In vitro metabolism of EPN and EPNO in susceptible and resistant strains of house flies

EPN is twice as toxic as EPNO to house flies from both the Diazinon-resistant strain and the susceptible strain. EPN and EPNO are also eight times more toxic to the susceptible than the resistant strain. This is due to the ability of the resistant strain to metabolize these compounds to a greater extent. Metabolism by the glutathione S-transferases present in the 100,000g supernatant is more extensive than that by the NADPH-dependent microsomal mixed-function oxidases. The glutathione S-transferases are the major route of metabolism for EPN and appear to be the principal mechanism conferring resistance. EPN was metabolized by the microsomal fraction via oxidative desulfuration to the oxygen analog, EPNO, and by oxidative dearylation to p-nitrophenol. EPNO was metabolized by the same system to p-nitrophenol and desethyl EPNO as well as to an unknown metabolite. The soluble fraction metabolized EPN to p-nitrophenol, S-(p-nitrophenyl)glutathione, O-ethyl phenylphosphonothioic acid, and S-(O-ethyl phenylphosphonothionyl)glutathione. The identification of the latter conjugate demonstrates a new type of metabolite of organophosphorus compounds. EPNO was metabolized by the soluble fraction to p-nitrophenol and S-(p-nitrophenyl)glutathione.     

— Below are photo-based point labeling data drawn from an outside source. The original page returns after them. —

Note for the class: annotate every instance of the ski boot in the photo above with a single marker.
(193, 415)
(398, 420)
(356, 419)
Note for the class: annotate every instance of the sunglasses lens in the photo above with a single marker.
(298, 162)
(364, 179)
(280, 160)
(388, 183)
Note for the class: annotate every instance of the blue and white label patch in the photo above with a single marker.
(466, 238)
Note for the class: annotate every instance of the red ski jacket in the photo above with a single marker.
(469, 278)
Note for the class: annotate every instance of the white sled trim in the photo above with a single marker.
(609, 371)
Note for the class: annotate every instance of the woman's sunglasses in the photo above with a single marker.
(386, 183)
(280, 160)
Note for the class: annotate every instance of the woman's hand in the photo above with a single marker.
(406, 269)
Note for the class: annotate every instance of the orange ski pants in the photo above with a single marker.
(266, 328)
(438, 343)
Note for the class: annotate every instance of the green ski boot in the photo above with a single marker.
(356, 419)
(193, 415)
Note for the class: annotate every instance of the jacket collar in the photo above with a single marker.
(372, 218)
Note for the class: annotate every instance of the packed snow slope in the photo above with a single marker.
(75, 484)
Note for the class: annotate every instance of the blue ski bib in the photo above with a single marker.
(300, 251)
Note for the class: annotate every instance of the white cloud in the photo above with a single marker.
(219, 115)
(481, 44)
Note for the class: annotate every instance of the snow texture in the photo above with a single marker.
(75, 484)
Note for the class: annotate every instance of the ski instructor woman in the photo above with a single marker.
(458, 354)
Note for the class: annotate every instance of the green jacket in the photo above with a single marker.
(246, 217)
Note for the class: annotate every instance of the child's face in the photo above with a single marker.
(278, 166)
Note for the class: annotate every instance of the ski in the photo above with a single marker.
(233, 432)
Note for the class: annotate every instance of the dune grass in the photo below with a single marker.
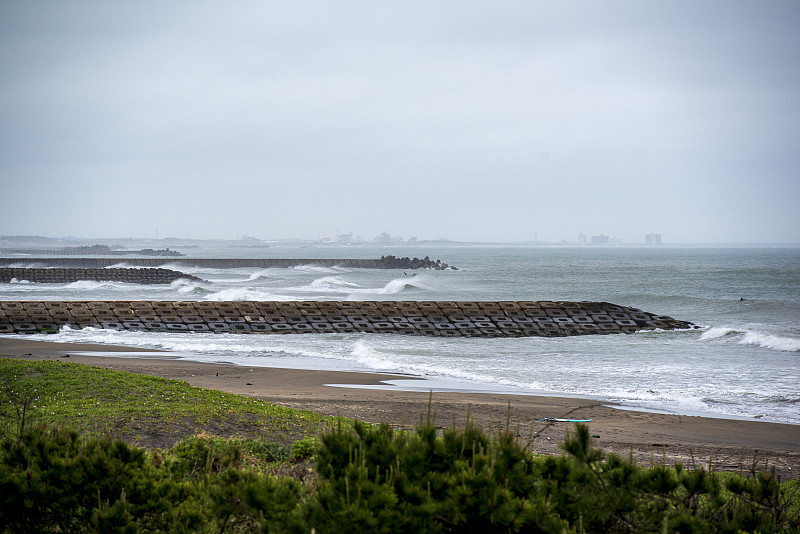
(149, 411)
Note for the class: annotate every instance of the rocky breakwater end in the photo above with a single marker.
(69, 275)
(385, 262)
(443, 319)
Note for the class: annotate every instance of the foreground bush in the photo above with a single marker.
(371, 479)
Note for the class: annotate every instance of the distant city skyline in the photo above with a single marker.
(492, 122)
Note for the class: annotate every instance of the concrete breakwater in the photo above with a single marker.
(385, 262)
(66, 276)
(446, 319)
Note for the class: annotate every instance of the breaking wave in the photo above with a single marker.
(771, 342)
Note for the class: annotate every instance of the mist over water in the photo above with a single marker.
(743, 362)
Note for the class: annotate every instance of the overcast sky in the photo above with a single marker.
(498, 121)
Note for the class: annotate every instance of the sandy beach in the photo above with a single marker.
(727, 443)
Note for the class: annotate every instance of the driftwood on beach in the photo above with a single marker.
(444, 319)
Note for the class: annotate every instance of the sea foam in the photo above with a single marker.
(771, 342)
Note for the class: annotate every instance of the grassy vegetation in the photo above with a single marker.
(149, 411)
(63, 470)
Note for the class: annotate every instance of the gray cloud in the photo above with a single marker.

Spectral interactions of insecticide synergists with microsomal cytochrome P-450 from insecticide-resistant and susceptible house flies

The spectral interactions of 45 insecticide synergists and related compounds with oxidized and reduced cytochrome P-450 from microsomes of insecticide-resistant and -susceptible house flies were investigated. The type III interaction typical of piperonyl butoxide was the most common spectral interaction for the compounds studied. In addition to this, several other varients of the type III interaction were noted. In general these responses with house fly microsomes were similar to those reported for mammals, although some minor species and strain differences were observed. The cytochrome P-450 from susceptible house flies, although reported previously not to exhibit type I difference spectra with many xenobiotics, was found to elicit this spectral response with several methylenedioxyphenyl compounds.     

Biochemical genetics of oxidative resistance to diazinon in the house fly

The genetics and biochemistry of oxidative resistance to diazinon were investigated in a diazinon-resistant strain of the house fly, Musca domestica L. The resistant strain was crossed with a multimarker susceptible strain and substrains containing portions of the resistant strain genome were prepared. Resistance, microsomal oxidase, and cytochrome P-450 spectral characteristics were then compared in the different strains. The major gene for resistance to diazinon is semidominant and is located on chromosome II, 13 crossing over units from the recessive mutant stubby wing. Additional resistance genes occur on chromosome II and on other chromosomes as well. Resistance to diazinon was introduced into a susceptible mutant-marked strain via genetic crossing over. Increases in parathion oxidase, total and P-450-specific N- and O-demethylase activity, and resistant strain type I binding spectrum were introduced along with resistance, indicating genes controlling these parameters and resistance are either identical or closely linked. No increase in activity of cytochrome P-450 itself was introduced into the mutant strain. Additional genes controlling the amount of cytochrome P-450 and several spectral changes characteristic of the resistant strains are apparently controlled by genes located at different loci on chromosome II. Resistance factors on other chromosomes are also present, but were not characterized.